Home > Energy > Expert Contributor

After the Pomp and Circumstance, Reality Sets In

By Amanda Duhon - EIC-The Energy Industries Council
Director, North & Central America


By Amanda Duhon | Director, North & Central America - Tue, 03/08/2022 - 13:00

share it

In 2021, all eyes were on Glasgow from Oct. 31 to Nov. 12 when the United Nations hosted multilateral discussions on climate change matters at its 26th Conference of the Parties (COP26). At the heart of COP is a review of the national communications and emission inventories submitted by the Parties of the Paris Agreement. It was all pomp and circumstance leading up to the conference; representatives from city to national level government, industry, the scientific community and academia sought to accelerate the transformation of economies to green and address the impacts of climate change. 
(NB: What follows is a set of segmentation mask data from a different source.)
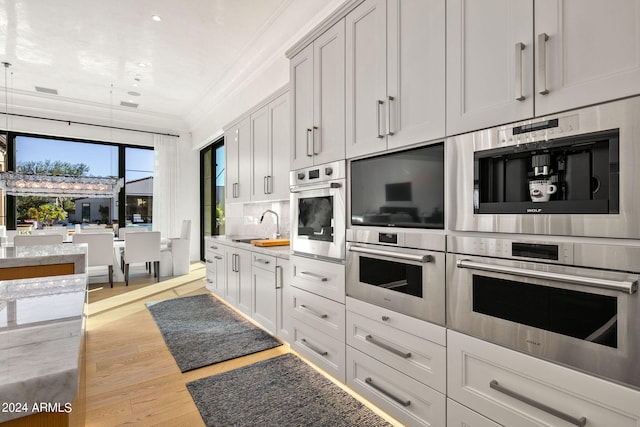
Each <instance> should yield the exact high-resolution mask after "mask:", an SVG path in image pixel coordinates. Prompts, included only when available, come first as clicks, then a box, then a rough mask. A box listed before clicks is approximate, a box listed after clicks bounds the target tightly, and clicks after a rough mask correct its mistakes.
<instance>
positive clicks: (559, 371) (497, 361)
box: [447, 331, 640, 427]
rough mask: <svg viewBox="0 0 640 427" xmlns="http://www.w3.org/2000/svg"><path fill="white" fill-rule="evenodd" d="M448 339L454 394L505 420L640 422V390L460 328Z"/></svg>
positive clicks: (462, 401) (519, 420) (449, 334)
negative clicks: (540, 357) (462, 329)
mask: <svg viewBox="0 0 640 427" xmlns="http://www.w3.org/2000/svg"><path fill="white" fill-rule="evenodd" d="M447 339H448V346H447V359H448V369H449V375H448V393H449V396H450V397H451V398H452V399H455V400H456V401H458V402H460V403H462V404H463V405H465V406H467V407H469V408H471V409H472V410H474V411H477V412H479V413H481V414H482V415H485V416H486V417H488V418H490V419H492V420H494V421H496V422H497V423H499V424H504V425H509V426H511V425H517V426H519V427H520V426H522V427H526V426H548V425H553V426H572V425H580V423H581V422H582V421H581V420H582V419H583V418H584V420H585V421H586V425H587V426H589V427H606V426H616V427H631V426H634V427H637V426H638V425H640V408H639V407H638V402H640V391H637V390H632V389H630V388H627V387H623V386H621V385H618V384H615V383H612V382H609V381H605V380H603V379H600V378H596V377H593V376H590V375H587V374H584V373H582V372H578V371H574V370H572V369H568V368H565V367H563V366H560V365H556V364H554V363H550V362H547V361H544V360H541V359H537V358H534V357H531V356H529V355H525V354H522V353H518V352H515V351H512V350H509V349H506V348H504V347H500V346H497V345H494V344H491V343H488V342H486V341H482V340H479V339H476V338H472V337H469V336H466V335H463V334H459V333H457V332H454V331H448V334H447ZM514 393H516V394H514ZM569 418H571V419H572V420H573V421H569V420H568V419H569Z"/></svg>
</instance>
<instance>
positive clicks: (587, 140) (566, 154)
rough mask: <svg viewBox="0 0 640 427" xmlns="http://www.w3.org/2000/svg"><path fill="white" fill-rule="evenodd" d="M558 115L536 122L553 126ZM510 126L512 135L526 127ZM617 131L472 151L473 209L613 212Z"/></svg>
mask: <svg viewBox="0 0 640 427" xmlns="http://www.w3.org/2000/svg"><path fill="white" fill-rule="evenodd" d="M557 126H558V120H557V119H554V120H549V121H546V122H540V123H536V125H535V126H534V128H535V129H537V130H541V129H553V128H555V127H557ZM531 131H532V126H531V125H521V126H518V127H514V128H513V129H512V132H513V133H514V134H516V135H517V134H518V133H523V132H531ZM618 140H619V130H618V129H613V130H611V131H604V132H595V133H591V134H586V135H579V136H572V137H566V138H555V139H550V140H544V141H533V142H524V143H522V144H518V145H514V146H509V147H501V148H494V149H489V150H482V151H476V152H475V153H474V193H477V203H475V206H474V211H475V213H531V214H533V213H540V212H544V213H550V214H590V213H604V214H607V213H617V212H618V205H619V189H618V170H619V147H618Z"/></svg>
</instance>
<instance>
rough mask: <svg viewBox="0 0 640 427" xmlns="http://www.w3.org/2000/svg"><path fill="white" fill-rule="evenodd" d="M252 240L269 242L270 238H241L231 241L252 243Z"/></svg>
mask: <svg viewBox="0 0 640 427" xmlns="http://www.w3.org/2000/svg"><path fill="white" fill-rule="evenodd" d="M252 240H269V238H268V237H239V238H237V239H233V238H232V239H231V241H233V242H236V243H251V241H252Z"/></svg>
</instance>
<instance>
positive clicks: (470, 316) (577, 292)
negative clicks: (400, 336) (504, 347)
mask: <svg viewBox="0 0 640 427" xmlns="http://www.w3.org/2000/svg"><path fill="white" fill-rule="evenodd" d="M638 279H639V277H638V276H637V275H633V274H629V273H625V272H614V271H608V270H607V271H605V270H595V269H590V268H578V267H567V266H558V265H550V264H545V263H536V262H522V261H510V260H504V259H497V258H486V257H479V256H468V255H459V254H447V325H448V327H450V328H452V329H455V330H457V331H460V332H463V333H467V334H469V335H473V336H476V337H479V338H481V339H484V340H487V341H490V342H493V343H496V344H499V345H503V346H505V347H509V348H512V349H515V350H519V351H522V352H525V353H529V354H531V355H534V356H538V357H541V358H544V359H548V360H551V361H555V362H558V363H560V364H563V365H567V366H571V367H574V368H577V369H580V370H583V371H586V372H589V373H591V374H595V375H598V376H601V377H604V378H607V379H610V380H614V381H618V382H621V383H623V384H626V385H630V386H633V387H635V388H640V364H638V358H639V357H640V337H639V335H638V331H639V330H640V300H639V299H638V292H637V286H638Z"/></svg>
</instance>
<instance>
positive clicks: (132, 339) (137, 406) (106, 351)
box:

For the oil and gas sector, it was clear that financing for traditional oil and gas projects was halted unless they included an innovative, low-carbon component. Many state-owned finance institutions made these announcements, with several countries looking to phase-out oil and gas – as well as coal – within the near future. Furthermore, private financial institutions have committed trillions of resources to finance projects with net-zero aspects through the year 2050.  However, the oil and gas industry was absent from COP26 proceedings.

Renewable energy took center stage, as the conference posited a fivefold increase in capacity was needed to reach net-zero. That said, significant announcements came from two of the highest electricity consumers. The US committed to 100 percent electricity from renewables by 2035, and India committed to 50 percent renewable electricity generation within the next 10 years. Furthermore, Race to Zero members – the UN's high-level climate champions who are spearheading non-state actors to halve global emissions by 2030 – have committed to 750GW of renewable capacity by 2030.

For the first time, nuclear also took the prominent stage, with several countries in the EU calling for the green designation of nuclear. The US announced the Nuclear Futures Package – a US$25 million commitment for project development of large-scale and small modular reactors (SMRs) in partnership with countries such as Brazil, Indonesia, Kenya, Poland, Romania, and the Ukraine to help each progress its nuclear goals.

Of course, we could not have had the pomp and circumstance without the posh energy transition technologies on stage, such as hydrogen. Forty global leaders joined the Glasgow Breakthroughs, a framework for nations to provide affordable, attractive, and accessible hydrogen to address global emissions. The leaders are also a part of The Breakthrough Agenda, which provides for the commitment of annual progress toward limiting the global average temperature increase to below 2°C.

But after the pomp and circumstance, reality is setting in as the commitments made at COP26 are by no means legally binding.

With world energy consumption expected to almost double by 2040, fossil fuels will still comprise more than three-quarters of world energy consumption. To be sure, in examining EICDataStream – the Energy Industries Council’s global project tracking database – global CAPEX spend allocation from 2022-2027 is 63 percent for mature hydrocarbon and conventional power and 31 percent for mature renewable energy and clean technologies, while only 6 percent is within the energy transition, such as hydrogen and Carbon Capture and Storage/Carbon Capture Utilization and Storage (CCS/CCUS). The question must be asked: Why wasn’t the oil and gas sector present at COP26? The oil and gas sector has an enabler role to play toward the energy transition and achieving net-zero, especially as the sector realizes a recovery in oil prices and gas supply.

In fact, the oil and gas sector is changing at a rate faster than at any time in the industry’s history. Independent operators, contractors, service companies and the supply chain are adopting technologies – such as hydrogen and CCUS – to ensure competitive returns while balancing the industry’s increasing demand and transition to a lower carbon future. These companies will steer and transform the energy sector with capabilities to not only meet energy demand and provide for national security, but also to address carbon emissions across the value chain of future energy projects.

This transformation allows for opportunity. The integration of energy transition technologies and at-scale deployment, standardization, digitization, collaboration, electrification, etc., all provide for the delivery of lower CAPEX (and OPEX within the built environment), higher utilization, and indeed net-zero. This transformation is not one-size-fits all, as developing nations and national players must provide for interstate energy security and access. However, the oil and gas industry as a whole will lead the way to a reliable, responsible, and revolutionary energy future to come.

COP26 allowed an avenue for progress and addressing pathways to deter climate change. One thing is certain, Mother Nature is not compromising. Without a doubt, the energy industry must take the lead in addressing emissions – now. Lest humankind take a realistic approach to addressing an uncertain climate future, the opportunity costs will be futile.